As we mention before that the diameter and collapsibility of the inferior cava vein (IVC) is strongly related to right atrial pressure and plasma volume and is therefore an interesting tool in monitoring fluid status in dialysis patients. IVC diameter was shown to predict hemodynamic changes during dialysis.40 Vena cava diameter and collapsibility was significantly different between patient before and after HD (p=0.0294 and p<0.001 respectively) and these result prove the usefulness of vena cava echography as a tool to assess dry weight and this is in agreement with Van De Pol et al.,41 2007 which was a prospective study conducted upon hemodialysis patient before and after HD compare between BNP and pro BNP and blood volume changes with other. Invasive techniques used to assess dry weight.

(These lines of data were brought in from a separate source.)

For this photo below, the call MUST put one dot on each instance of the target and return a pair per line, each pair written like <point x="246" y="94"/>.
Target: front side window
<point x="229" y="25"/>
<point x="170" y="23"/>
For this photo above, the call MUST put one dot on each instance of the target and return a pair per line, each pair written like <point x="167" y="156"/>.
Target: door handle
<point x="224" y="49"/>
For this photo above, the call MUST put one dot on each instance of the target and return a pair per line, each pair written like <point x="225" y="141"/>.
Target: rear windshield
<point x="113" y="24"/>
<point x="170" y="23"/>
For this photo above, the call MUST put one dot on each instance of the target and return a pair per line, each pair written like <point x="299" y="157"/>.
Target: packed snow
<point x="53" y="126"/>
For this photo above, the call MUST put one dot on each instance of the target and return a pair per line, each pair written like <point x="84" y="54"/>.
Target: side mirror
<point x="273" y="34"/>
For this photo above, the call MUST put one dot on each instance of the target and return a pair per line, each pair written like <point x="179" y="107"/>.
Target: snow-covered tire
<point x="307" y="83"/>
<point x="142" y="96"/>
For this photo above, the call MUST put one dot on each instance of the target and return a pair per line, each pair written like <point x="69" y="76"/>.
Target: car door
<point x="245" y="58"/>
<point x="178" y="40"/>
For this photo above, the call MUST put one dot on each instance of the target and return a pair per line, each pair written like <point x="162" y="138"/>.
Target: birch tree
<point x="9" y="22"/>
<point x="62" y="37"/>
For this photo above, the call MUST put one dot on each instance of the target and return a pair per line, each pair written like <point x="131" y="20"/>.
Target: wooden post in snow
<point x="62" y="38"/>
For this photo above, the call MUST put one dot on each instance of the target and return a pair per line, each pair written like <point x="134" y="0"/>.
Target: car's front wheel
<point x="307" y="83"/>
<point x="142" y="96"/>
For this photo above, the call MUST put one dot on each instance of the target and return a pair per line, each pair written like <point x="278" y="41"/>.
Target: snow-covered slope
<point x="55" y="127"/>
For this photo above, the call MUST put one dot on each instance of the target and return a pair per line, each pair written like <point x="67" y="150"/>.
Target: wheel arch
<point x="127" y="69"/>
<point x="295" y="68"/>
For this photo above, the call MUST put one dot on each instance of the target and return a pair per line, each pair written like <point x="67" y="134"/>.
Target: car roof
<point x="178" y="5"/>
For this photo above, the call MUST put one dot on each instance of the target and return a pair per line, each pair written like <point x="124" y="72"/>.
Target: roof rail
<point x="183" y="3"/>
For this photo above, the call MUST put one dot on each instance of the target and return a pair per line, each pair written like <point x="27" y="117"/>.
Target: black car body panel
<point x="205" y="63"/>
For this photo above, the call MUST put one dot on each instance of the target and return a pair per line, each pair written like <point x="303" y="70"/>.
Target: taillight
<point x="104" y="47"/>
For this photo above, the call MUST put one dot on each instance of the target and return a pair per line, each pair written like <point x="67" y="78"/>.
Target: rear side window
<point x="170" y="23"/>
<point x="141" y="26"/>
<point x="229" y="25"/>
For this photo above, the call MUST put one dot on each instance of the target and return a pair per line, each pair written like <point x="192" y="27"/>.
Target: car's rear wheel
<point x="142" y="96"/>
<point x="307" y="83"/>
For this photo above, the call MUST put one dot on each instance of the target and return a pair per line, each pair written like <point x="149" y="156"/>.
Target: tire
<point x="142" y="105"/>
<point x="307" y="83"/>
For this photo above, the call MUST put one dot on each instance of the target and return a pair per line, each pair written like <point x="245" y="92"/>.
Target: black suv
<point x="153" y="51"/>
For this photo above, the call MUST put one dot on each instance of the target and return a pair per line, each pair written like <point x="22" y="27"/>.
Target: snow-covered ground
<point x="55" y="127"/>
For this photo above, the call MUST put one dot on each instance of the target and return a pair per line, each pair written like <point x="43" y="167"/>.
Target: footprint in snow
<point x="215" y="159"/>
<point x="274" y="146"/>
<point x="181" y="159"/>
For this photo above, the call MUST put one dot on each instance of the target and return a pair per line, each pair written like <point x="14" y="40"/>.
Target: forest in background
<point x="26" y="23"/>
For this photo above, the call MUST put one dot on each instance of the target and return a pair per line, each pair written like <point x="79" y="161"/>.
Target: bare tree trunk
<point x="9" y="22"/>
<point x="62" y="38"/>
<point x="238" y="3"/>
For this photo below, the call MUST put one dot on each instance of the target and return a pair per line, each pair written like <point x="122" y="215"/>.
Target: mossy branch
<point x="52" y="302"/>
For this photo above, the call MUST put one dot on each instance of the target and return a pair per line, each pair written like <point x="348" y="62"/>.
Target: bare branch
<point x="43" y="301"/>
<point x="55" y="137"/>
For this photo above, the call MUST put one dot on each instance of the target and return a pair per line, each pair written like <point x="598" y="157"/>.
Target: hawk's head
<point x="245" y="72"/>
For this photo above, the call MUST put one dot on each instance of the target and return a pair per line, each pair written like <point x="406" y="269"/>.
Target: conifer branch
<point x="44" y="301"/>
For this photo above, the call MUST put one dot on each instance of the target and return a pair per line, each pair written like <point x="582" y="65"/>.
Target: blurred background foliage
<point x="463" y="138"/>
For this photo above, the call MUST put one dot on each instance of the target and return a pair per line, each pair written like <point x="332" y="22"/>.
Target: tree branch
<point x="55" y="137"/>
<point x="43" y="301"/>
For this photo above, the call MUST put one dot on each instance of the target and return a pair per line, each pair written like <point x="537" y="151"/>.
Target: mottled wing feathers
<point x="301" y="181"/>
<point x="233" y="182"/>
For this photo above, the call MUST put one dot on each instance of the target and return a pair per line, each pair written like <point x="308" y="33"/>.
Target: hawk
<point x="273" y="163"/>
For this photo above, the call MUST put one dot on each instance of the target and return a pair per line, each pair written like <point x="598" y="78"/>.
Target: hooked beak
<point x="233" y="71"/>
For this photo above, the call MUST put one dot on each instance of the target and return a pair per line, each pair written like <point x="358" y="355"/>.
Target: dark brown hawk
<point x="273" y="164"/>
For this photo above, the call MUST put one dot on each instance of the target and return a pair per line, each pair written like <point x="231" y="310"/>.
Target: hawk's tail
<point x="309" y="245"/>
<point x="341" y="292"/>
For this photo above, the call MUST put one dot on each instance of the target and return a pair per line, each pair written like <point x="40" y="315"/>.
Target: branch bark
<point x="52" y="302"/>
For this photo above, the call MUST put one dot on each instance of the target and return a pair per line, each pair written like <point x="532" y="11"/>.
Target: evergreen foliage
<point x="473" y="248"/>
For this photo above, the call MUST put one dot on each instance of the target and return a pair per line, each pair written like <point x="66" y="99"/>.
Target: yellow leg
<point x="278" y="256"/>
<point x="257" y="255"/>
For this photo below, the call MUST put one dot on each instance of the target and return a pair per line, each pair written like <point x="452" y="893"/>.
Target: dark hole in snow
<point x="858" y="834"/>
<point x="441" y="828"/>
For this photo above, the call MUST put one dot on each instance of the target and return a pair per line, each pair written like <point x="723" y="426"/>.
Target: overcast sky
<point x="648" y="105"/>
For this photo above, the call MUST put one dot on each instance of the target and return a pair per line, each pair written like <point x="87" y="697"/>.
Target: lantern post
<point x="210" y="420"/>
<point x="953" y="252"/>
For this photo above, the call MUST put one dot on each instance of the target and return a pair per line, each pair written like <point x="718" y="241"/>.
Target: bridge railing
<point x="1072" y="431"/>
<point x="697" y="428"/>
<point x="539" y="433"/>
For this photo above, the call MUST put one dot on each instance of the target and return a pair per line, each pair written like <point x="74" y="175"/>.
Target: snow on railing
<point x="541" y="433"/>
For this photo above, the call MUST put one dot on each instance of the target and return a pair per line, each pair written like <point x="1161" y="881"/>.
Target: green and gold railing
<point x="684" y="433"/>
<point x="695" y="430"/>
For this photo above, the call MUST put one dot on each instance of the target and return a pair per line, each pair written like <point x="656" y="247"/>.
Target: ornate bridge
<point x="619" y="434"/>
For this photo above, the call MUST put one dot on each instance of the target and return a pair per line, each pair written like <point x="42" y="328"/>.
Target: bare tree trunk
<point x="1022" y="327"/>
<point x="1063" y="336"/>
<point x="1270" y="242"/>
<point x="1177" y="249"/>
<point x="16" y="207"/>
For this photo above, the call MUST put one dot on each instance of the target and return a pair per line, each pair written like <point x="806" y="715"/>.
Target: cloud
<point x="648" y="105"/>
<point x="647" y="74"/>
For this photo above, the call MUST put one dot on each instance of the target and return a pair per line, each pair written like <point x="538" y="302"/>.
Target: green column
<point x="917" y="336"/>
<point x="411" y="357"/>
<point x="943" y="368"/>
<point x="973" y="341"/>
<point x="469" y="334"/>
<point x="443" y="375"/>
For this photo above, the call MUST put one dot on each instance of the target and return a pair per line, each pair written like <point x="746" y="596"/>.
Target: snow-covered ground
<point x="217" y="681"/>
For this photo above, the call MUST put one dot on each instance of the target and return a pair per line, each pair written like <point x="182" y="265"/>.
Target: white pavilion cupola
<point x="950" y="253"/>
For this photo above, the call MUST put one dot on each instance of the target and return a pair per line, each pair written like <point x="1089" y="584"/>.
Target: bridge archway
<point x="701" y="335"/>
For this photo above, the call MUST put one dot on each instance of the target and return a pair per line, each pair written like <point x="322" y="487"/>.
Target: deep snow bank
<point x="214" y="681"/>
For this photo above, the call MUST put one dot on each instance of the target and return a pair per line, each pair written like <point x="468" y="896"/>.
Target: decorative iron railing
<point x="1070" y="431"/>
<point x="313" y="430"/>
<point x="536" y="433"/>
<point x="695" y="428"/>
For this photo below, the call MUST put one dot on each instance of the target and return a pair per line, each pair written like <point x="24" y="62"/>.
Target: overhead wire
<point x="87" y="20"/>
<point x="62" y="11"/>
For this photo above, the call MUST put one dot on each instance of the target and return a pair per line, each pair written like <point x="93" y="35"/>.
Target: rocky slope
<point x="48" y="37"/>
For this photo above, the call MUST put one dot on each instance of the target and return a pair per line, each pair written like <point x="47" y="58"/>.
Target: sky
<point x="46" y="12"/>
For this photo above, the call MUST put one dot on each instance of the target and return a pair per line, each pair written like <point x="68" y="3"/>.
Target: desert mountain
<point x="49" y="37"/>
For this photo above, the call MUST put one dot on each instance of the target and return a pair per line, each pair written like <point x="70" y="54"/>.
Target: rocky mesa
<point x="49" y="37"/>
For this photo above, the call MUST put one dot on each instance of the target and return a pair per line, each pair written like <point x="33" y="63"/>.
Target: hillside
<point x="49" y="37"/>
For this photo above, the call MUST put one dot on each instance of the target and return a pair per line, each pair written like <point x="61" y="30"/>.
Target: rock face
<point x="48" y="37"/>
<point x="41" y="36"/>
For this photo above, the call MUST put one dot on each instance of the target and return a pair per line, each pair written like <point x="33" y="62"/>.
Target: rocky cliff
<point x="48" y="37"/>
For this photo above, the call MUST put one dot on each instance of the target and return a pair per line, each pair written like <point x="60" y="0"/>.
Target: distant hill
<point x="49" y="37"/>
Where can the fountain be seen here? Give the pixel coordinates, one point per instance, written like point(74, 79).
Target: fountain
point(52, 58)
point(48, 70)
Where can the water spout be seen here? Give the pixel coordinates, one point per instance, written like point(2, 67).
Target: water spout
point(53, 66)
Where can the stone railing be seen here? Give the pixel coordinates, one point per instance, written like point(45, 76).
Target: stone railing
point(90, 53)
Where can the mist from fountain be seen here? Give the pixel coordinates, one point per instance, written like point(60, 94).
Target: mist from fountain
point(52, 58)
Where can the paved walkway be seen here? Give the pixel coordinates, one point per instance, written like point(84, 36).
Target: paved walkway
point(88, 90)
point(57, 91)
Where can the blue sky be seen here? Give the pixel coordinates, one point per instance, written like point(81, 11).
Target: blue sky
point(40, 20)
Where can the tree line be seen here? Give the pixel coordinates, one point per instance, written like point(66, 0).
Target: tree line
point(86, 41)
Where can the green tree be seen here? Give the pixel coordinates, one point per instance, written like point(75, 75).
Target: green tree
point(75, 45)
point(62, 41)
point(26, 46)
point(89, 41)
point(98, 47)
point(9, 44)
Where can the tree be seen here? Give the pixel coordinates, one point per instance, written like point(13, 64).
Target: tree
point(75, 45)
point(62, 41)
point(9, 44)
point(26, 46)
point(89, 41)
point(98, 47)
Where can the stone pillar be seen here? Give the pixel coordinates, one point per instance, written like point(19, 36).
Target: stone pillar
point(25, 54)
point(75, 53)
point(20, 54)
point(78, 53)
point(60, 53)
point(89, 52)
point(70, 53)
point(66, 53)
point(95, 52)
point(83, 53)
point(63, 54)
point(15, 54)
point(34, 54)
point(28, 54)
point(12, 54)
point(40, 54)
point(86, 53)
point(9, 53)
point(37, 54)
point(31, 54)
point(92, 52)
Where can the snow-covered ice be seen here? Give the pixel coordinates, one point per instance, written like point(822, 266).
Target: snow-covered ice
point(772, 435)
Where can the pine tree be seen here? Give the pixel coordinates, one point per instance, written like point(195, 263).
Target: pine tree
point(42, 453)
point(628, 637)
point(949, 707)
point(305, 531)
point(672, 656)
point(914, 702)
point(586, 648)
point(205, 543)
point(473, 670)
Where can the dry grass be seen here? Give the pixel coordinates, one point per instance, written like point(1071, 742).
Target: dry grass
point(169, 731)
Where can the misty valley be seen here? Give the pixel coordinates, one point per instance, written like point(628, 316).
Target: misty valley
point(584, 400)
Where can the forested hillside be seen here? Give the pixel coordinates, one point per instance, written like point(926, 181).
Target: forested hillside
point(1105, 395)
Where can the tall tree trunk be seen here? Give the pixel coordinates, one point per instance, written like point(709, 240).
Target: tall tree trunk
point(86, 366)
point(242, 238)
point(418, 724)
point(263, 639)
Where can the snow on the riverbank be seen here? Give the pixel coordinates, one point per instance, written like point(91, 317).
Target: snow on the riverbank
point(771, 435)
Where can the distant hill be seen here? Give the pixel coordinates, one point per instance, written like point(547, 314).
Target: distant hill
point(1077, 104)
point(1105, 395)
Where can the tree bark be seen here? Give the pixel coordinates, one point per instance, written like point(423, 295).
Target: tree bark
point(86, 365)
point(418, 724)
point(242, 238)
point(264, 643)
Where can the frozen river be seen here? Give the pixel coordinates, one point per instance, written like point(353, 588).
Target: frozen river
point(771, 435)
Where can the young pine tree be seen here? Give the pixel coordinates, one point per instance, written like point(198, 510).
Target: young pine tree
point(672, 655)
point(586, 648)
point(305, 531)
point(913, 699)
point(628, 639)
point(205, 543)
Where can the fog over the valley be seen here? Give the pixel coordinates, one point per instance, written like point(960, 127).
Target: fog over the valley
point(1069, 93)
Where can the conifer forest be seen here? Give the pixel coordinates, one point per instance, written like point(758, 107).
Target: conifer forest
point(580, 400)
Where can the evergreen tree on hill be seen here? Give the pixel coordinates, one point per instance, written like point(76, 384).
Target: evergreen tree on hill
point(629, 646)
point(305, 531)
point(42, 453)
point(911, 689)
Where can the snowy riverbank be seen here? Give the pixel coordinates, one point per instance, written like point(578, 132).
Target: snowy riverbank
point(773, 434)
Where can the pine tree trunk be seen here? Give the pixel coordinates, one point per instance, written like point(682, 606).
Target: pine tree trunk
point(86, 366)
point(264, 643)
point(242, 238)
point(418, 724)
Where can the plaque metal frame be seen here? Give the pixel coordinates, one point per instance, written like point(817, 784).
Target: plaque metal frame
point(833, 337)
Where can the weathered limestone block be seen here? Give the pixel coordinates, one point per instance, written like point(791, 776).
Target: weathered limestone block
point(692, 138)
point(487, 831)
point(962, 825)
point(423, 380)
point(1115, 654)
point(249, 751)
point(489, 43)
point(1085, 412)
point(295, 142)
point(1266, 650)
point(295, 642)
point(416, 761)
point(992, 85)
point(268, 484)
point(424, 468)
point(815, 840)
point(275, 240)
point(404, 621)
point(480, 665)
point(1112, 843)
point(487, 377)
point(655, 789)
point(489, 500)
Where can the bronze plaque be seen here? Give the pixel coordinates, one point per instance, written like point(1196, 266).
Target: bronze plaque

Charra et al.,22 2007 mentioned that inferior vena cava diameter (IVCD) and collapsibility measurement can evaluate the amount of intravascular volume in HD patients, that is, it can detect intravascular volume overload or depletion, and correlates well with central venous pressure and this is in agreement with our study. Also our result with agreement, where we found that IVCD and collapsibility can be useful in dry weight assessment in haemodialysis patients in combination with clinical assessment and has been shown to predict haemodynamic changes during dialysis the use of IVC echography as a parameter to assess DW result in improvement in patient clinical situation and quality of life and there is in agreement with Change ST et al 2004.42,43 In the present clinical study, IVCD was measured 12h after HD session to allow for refill of plasma volume from interstitial compartment.44 An obvious drawback of the present study is the lack of a gold standard method. However, no real gold standard method for the assessment of dry weight in dialysis patients exists at present. Vena cava echography is established methods in the assessment of hydration state in dialysis patients.45–47 But echocardiography has drawbacks of being operator dependency, timing of the measurements,48 and questionable reliability in patients with cardiac disease.49
Based on the results of the present study, it could be concluded that: Good assessment of dry weight is necessary for effective management of hemodialysis patient and for better life style of end stage population whose are on maintenance HD. Many methods should be combined in evaluation of dry weight because of the absence of gold standard until now. Measurement of NT pro-BNP in ESRD on maintenance HD showed an increase than normal population, NT pro-BNP level significantly decreased in high flux and increased in low flux filter. NT pro-BNP levels affected by the volume status either by decrease or increase when determine the type of filter used. When IVC diameter was assessed by echo pre and post HD session showed decrease in size when IVC collapsibility was assessed pre and post HD session showed increase in its ratio and these data indicate the role of IVC diameter and collapsibility index as a volume dependent in HD patient assessment. Right atrial volume index when measured using echocardiography in its assessment showed decrease in volume post HD session rather than that pre HD session so right atrial volume index is a good novel volume marker but not in patient with right side heart failure and severe valvular disease of right side.
Author declares that there is no conflicts of interest.